Pour chaque paire de paramètres d’entrée d’un système la technique, il est souvent demander de tester toutes les combinaisons possibles de ces paramètres.

Est-ce pertinent ? Est-ce faisable ?

Le principe du test combinatoire est d’utiliser justement toutes les combinaisons préalablement identifiées pour aider à réduire les combinaisons de tests possibles à un ensemble logique et pertinent qui pourra être complété dans les délais impartis (des techniques et outils existent, nous pourrons en discuter ultérieurement).

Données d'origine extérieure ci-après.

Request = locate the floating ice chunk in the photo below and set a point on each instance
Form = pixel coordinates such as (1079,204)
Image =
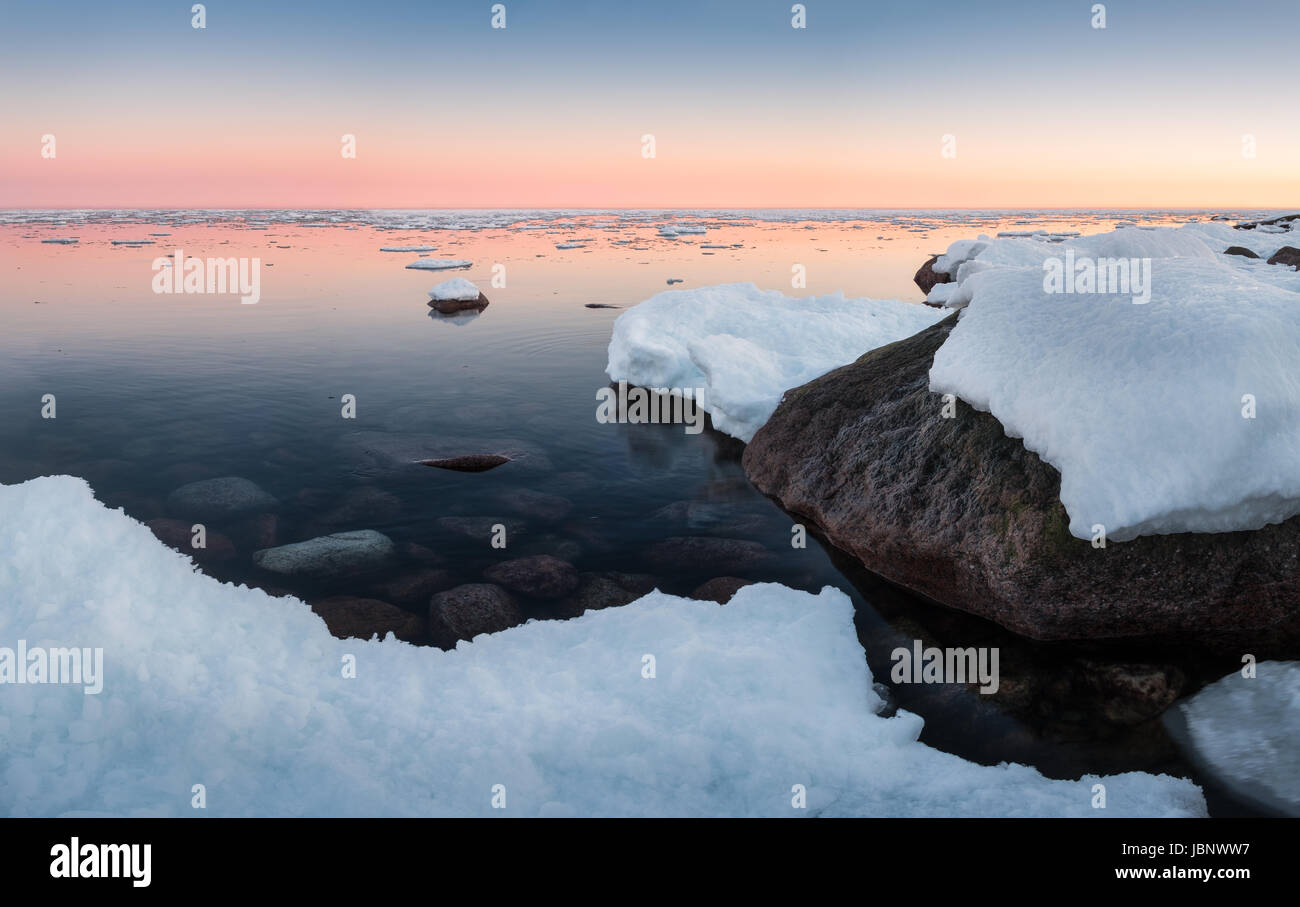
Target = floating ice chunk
(1244,732)
(748,699)
(745,347)
(456,290)
(440,264)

Appliquer tout de suite une approche basée sur les risques ET automatisez plus tard

Il est souvent reproché au QA de créer des goulots d’étranglements ou d’avoir un comportement de type “scrummerfall” (des mini cycles séquentiels intégrés dans une approche agile) dans ses activités : j’attends une base de test solide avant de concevoir les tests puis de les exécuter, de suivre les anomalies, d’automatiser en vue de la non régression et cætera et cætera

Cela risque de générer un doute au sein de l’équipe sur la capacité du testeur en matière de qualité logicielle ?

En tant que consultant qualification logicielle vous devriez revoir régulièrement et en continu votre processus de test (analyse, conception, exécution, gestion des anomalies, reporting) associé à votre charge et planning, afin d’éviter les trop fameux goulots d’étranglement dans votre processus; si vous participer à l’estimation des charges (planning poker ou autre) tant mieux, sinon ? Faites-vous invitez. Sinon, appelez-moi …

En conclusion

Au bout du compte, c’est toute l’équipe et pas seulement vous en tant que QA qui est impliquée sur la qualité à délivrer.

Alors, faites le nécessaire pour implémenter ces techniques basées sur les risques, ou faites en la promotion au sein de l’équipe si elles ne sont pas pratiquées, et ne vous focalisez pas trop précipitamment sur l’automatisation des tests comme il vous ai souvent demandé.